Hetty hat die Beschwerde von Jess mitbekommen. Sie kommt und schlägt die Decke an die Seite. Jess klagt:
"He, mir ist kalt. Was wird das denn jetzt? Seid ihr alle irre?"

Hetty will es jetzt wissen.
"Jess, ich glaube Takodas Medizin wirkt. Es ist wieder Gefühl da. Los versuch mal links deine Zehen zu bewegen!"

Jess macht was Hetty sagt und es funktioniert tatsächlich. Für die rechte Seite braucht er etwas länger und er meint dazu:
"Das ist anstrengend, die Zehen wollen noch nicht wie mein Kopf will. Aber yeah es geht! Takoda hat recht mit seiner Medizin. Jetzt weiß ich, dass ich wieder laufen werde und auch wieder reiten. Es ist nur noch eine Frage der Zeit."

Die Ärztin Abby ist gleich als sie die Neuigkeit hört durch den Regen geritten um Jess Krücken zu bringen.

 
 
Laura nimmt ihren Mann in den Arm und ist glücklich. Das erste Mal laufen auf Krücken ist für Jess sehr anstrengend und er fällt beinahe hin. Aber Frank und Laura halten ihn. Jess grinst dazu:
"Danke, ich war mal ein Gleichgewichtskünstler mindestens 8 Sekunden auf einem bockenden Bullen und jetzt habe ich Schwierigkeiten mit ein paar Schritten auf Krücken, Bullshit. Unsere kleine Sammy ist besser zu Fuß als ich."

Abby ermahnt ihn:
"Jess, sei nicht so ungeduldig mit dir selbst. Dein Kreislauf ist vom langen Liegen etwas schwach. Du musst wieder neu laufen lernen. Das dauert seine Zeit. Nun bist du froh, dass du im Schultergürtel und den Armen Kraft hast. Das hat Hetty gut gemacht mit dir."

Jess lacht:
"Ja Abby, die Beinarbeit lässt noch zu wünschen über. Aber ich schwöre euch, das wird bald!"

So kämpft sich Jess jeden Tag ein bisschen mehr ins Leben zurück. Nach einigen Tagen nimmt er sogar die Treppe nach oben ins gemeinsame Schlafzimmer in Angriff als er wieder nicht schlafen kann. Mit einer Hand am Treppengeländer rutscht ihm mitten in der Nacht die Krücke weg, dass es nur so scheppert. Frank steht im Nachthemd mit Gewehr im Anschlag in seiner Schlafzimmertür und ruft:
"Hände hoch wer immer da ist oder ich schieße!"

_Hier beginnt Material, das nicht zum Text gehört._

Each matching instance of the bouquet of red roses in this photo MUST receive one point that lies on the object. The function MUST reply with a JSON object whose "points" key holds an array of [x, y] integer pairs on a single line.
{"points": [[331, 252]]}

Jess kann nicht mehr vor Lachen:
"Dad, lass den Unsinn als Nachtgespenst! Ich bin`s doch nur auf dem Weg in unser Bett ins Schlafzimmer. Es gibt Dinge, die ein Mann schaffen muss und das gehört dazu. Es wäre schön wenn du mir die Krücke wiederholst."

Inzwischen sind alle wach vom Krach. Jess lässt sich ungerührt ins Bett fallen und meint:
"Darling, ich bin völlig kaputt, heute passiert gar nichts mehr."

Alle freuen sich, dass Jess sich wieder zurück ins Leben kämpft. Nur Takoda ist noch hin- und hergerissen. Er freut sich, dass seine Medizin endlich helfen konnte, aber seine Vision der schwarzen Wolke über der Tumbleweedranch ist nach wie vor stärker da als je.

 
 
Er beschwichtigt die Geister mit seinem Gesang und wieder warnt er Jess:
"Hüte dich vor Luther Jenkins! Dein Totem, der Wolf, hat dir geholfen was die Familie angeht. Aber die Sache mit dem Büffeljäger ist nicht zu Ende. Da muss der Geist des Büffels helfen. Ich rufe ihn wieder an!"
 
 
Jess weiß nicht recht was er davon halten soll. Er hat eigentlich nicht vor sich mit Luther Jenkins anzulegen.